Years ago, I tried to lead a group of senior colleagues in planning a big event. A couple people challenged me, with the implication that I wasn’t qualified to be the leader, and I froze. Someone stepped up to rescue me and I surrendered the leadership, feeling flushed, frustrated and ashamed.
Looking back at this memory, I feel sad for my past self. I was actually experienced at event planning, but didn’t know how to convince the group in the face of skepticism or conflict. I was so afraid of being too big for my britches that I let my fears and doubts push me into a little corner. Does this feel familiar to you?
In that moment, I learned that people won’t trust us to lead when we aren’t showing up with confidence or making our relevant accomplishments clear.
But is the only alternative to brag and show off?
Credit: Moonbounce
No, you don’t have to become an arrogant jerk in order to claim your appropriate expertise!

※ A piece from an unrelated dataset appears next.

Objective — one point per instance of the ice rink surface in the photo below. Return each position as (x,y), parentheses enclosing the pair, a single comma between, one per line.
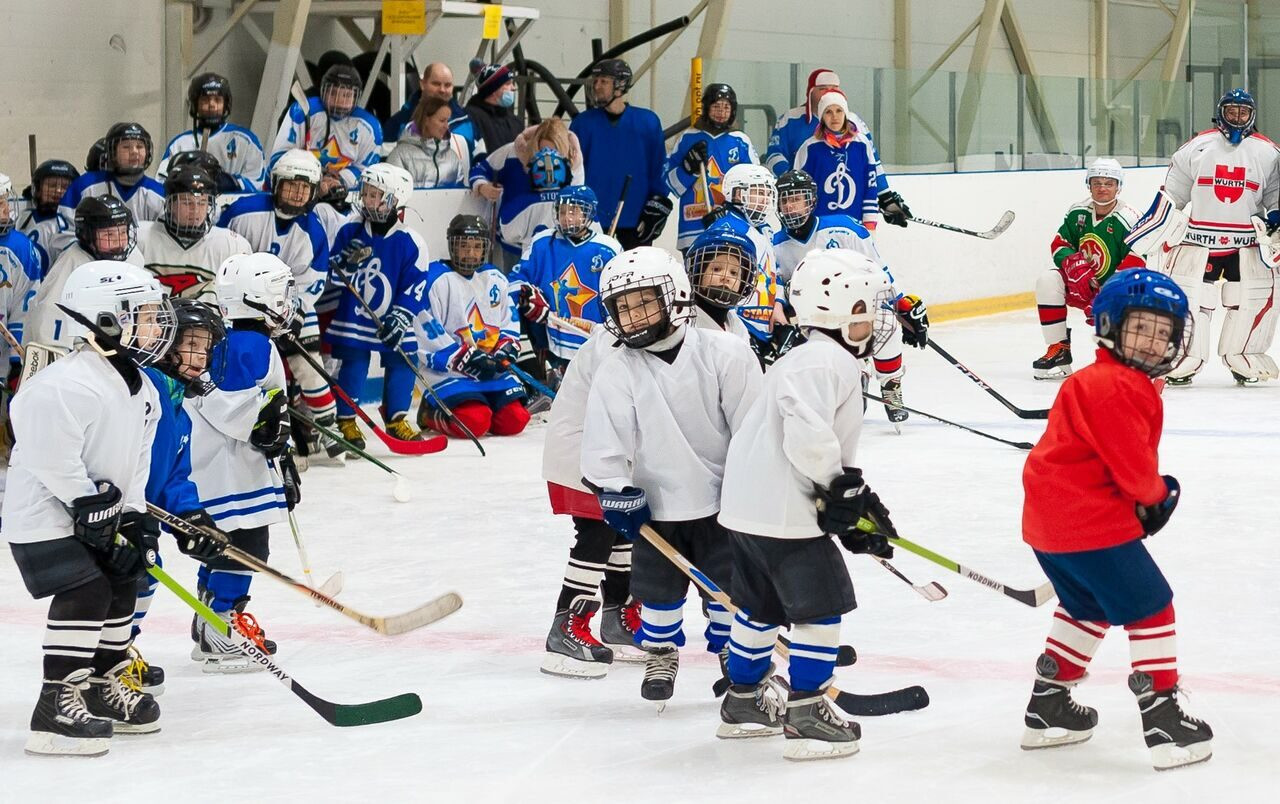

There’s a big spectrum between being a wallflower and the person who never shuts up about themself.
Tips that will help you be less humble in a healthy way:
- Offer when asked; volunteer when the moment arises
There’s often a good or “right” time to share your achievements. Sometimes, people are asking for a volunteer leader and it could be you. Sometimes a group you’re in is sharing their wins and you can take your turn. Sometimes you’re getting deeper with a friend and they might love learning more about your character. When you keep your eyes open for a good time to share your accomplishments, you’re more likely to have it go smoothly and not feel like bragging.
- Practice sharing your accomplishments
You only get smoother and more confident through practice. So let it be a little messy or clunky at first. You can even say you’re practicing at sharing more of what you’ve accomplished or are capable of so people will be more forgiving or encouraging.
- It’s not a competition
This isn’t about needing to be the best or the only. Focus less on trying to top what others have done and instead just celebrate you. When we are not speaking from a competitive mindset, it’s less likely to trigger others to story top or show off.
- Validate yourself inside first
Sharing accomplishments will go better if people can feel that you aren’t trying to take something from them (like praise or validation). So before you share, give yourself a little love and compassion. Remind yourself that you’re already good enough and that this is just practicing a skill of sharing. Try to be open to whatever response may come so that the pressure is off for everyone.
Always remember your own inner amazingness.